Event Sourcing in the Small

August 14, 2019 📬 Get My Weekly Newsletter ☞

I’ve been fascinated by event-sourced architectures and wanted to get some real experience with it, but I also didn’t want to set up massive infrastructure inside AWS, find 100 developers to test it out on, and potentially ruin a business by doing so.

So I created an application that I believe mimics the developer workflows and architectural decisions you have to make in order to add features to an event-sourced architecture and want to share what I found. Anyone who has done this in the large, would love to hear if this tracks with your experience.

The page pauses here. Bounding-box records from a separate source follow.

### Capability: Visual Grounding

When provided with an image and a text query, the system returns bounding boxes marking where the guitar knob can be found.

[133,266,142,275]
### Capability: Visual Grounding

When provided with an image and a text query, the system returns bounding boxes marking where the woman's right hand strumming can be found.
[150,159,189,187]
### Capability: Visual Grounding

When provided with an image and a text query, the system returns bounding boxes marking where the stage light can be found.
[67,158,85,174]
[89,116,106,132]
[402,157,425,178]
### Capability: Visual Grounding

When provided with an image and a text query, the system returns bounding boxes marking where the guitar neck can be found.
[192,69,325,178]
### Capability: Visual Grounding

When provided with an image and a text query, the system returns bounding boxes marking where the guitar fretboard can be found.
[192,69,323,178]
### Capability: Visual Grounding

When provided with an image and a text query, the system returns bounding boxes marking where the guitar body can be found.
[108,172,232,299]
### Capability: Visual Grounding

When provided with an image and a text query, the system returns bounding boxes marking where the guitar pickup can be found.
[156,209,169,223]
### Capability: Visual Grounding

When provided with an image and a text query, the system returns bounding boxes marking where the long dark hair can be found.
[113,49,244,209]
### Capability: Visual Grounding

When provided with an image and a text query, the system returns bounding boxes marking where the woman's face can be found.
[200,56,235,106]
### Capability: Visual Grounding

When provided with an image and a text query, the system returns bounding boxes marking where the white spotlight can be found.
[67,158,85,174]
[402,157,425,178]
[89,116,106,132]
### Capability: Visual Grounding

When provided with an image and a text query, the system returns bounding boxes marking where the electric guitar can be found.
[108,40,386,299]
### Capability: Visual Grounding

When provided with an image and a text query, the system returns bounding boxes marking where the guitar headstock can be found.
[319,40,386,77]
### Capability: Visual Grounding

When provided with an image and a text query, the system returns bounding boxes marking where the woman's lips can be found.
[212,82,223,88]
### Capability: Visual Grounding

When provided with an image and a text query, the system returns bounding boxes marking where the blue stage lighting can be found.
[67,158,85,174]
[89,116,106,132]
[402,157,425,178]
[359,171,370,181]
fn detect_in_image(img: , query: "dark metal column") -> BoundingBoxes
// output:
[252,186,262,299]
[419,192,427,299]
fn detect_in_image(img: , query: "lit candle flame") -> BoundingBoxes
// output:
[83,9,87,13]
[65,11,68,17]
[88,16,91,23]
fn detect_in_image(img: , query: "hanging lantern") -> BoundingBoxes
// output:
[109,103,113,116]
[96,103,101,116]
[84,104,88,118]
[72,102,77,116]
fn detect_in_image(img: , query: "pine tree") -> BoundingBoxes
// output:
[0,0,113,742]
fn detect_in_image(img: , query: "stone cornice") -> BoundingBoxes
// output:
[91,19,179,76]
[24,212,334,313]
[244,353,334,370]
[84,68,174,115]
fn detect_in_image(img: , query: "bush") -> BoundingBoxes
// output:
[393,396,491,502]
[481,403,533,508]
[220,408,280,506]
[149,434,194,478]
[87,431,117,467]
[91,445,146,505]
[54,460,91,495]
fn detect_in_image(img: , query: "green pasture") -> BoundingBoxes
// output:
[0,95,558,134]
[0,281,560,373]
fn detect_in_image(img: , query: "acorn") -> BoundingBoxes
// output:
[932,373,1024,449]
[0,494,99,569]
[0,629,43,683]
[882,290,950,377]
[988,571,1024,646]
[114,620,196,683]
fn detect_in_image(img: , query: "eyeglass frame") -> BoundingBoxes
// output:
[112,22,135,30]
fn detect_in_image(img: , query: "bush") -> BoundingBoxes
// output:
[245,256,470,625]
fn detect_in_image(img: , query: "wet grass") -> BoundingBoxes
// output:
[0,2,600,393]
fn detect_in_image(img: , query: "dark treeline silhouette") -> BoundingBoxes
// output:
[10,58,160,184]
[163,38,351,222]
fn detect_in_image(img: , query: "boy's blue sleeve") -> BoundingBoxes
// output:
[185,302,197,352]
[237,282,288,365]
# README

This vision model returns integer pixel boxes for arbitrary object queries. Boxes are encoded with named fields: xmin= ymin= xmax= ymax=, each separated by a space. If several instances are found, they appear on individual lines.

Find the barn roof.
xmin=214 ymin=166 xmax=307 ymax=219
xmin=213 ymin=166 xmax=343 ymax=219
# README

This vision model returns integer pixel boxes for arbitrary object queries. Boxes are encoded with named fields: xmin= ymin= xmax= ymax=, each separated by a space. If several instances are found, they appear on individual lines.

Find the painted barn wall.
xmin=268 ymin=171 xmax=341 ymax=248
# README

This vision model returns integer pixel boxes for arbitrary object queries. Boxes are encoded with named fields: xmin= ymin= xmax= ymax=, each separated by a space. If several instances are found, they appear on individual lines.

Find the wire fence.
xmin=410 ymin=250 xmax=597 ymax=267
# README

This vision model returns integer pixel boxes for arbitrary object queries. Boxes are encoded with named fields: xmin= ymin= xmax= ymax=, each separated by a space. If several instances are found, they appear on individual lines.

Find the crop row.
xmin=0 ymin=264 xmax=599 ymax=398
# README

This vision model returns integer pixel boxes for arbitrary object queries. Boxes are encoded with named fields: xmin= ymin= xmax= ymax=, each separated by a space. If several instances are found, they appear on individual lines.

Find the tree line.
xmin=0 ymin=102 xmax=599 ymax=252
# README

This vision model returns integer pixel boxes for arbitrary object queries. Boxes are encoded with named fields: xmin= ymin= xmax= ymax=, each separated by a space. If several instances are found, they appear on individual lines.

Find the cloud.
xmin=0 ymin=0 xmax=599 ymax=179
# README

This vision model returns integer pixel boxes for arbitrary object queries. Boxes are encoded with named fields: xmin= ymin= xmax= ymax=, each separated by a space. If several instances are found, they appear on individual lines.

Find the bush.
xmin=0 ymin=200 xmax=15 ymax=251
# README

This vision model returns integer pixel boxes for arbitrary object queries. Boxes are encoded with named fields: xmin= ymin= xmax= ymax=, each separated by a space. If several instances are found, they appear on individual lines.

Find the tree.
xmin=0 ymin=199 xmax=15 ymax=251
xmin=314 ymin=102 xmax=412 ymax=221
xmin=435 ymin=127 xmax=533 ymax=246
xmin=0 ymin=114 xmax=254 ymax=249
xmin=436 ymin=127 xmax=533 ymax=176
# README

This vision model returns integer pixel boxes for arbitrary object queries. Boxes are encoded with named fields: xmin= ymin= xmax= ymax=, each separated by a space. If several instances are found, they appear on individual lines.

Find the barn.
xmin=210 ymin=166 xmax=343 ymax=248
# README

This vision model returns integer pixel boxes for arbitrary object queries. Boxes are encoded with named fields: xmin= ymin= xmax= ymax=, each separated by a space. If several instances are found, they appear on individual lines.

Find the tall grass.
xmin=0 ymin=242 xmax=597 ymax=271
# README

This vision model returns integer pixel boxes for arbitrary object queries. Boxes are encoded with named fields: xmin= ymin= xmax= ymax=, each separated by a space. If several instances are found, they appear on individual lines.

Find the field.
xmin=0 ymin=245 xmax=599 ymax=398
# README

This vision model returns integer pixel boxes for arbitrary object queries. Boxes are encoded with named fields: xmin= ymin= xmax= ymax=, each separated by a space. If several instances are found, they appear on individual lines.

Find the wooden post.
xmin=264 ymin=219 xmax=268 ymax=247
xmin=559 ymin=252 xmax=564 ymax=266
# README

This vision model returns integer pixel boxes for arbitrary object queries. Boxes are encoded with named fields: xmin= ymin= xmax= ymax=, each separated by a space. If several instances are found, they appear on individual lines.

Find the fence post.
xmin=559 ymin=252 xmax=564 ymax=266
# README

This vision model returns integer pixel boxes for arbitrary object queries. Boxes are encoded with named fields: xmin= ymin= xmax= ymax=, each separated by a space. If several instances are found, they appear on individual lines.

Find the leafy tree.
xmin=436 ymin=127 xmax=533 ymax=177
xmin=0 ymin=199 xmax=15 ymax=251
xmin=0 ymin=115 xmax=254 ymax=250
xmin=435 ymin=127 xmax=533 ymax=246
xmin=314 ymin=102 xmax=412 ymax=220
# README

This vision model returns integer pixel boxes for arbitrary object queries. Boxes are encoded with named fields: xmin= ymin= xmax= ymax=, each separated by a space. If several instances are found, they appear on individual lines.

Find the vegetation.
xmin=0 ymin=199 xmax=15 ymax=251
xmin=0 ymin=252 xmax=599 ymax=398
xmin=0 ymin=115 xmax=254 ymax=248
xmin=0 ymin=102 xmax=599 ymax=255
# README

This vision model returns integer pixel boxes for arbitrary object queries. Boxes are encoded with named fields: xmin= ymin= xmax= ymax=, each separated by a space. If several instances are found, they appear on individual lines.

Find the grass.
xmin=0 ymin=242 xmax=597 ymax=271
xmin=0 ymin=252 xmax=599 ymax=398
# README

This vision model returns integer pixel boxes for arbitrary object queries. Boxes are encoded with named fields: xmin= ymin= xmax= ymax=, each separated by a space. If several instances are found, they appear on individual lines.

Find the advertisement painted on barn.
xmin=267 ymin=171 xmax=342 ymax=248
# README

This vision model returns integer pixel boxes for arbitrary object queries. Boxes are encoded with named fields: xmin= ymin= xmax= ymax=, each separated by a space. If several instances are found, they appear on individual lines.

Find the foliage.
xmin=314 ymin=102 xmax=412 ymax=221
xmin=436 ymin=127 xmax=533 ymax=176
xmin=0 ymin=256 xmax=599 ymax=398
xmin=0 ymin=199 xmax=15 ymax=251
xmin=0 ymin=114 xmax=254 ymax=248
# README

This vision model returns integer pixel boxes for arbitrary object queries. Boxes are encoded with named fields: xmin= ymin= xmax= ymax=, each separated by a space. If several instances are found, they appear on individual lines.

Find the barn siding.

My takeaways are that it encourages some good practices, creates handy de-coupling between components, but introduces some friction, as well as complication for building a UI.

Let’s see how.

What is “Event-Sourcing”?

Martin Fowler has a good overview of the concept, but for me, I created an application where:

All actions a user (or system process) takes generate events, and that’s it.
Any feature that must query data (e.g. a UI) does so against a projection of the event stream (the event stream is never directly queried).

It’s, of course, possible to build an application based on these principles without having Apache Kafka and AWS Lambda set up, so that’s what I did. In the next section I’ll describe the application I built and how it works, mostly to give you a sense of the different parts when I talk about the experience developing for it (if you want to skip straight to my learnings by all means, go ahead :).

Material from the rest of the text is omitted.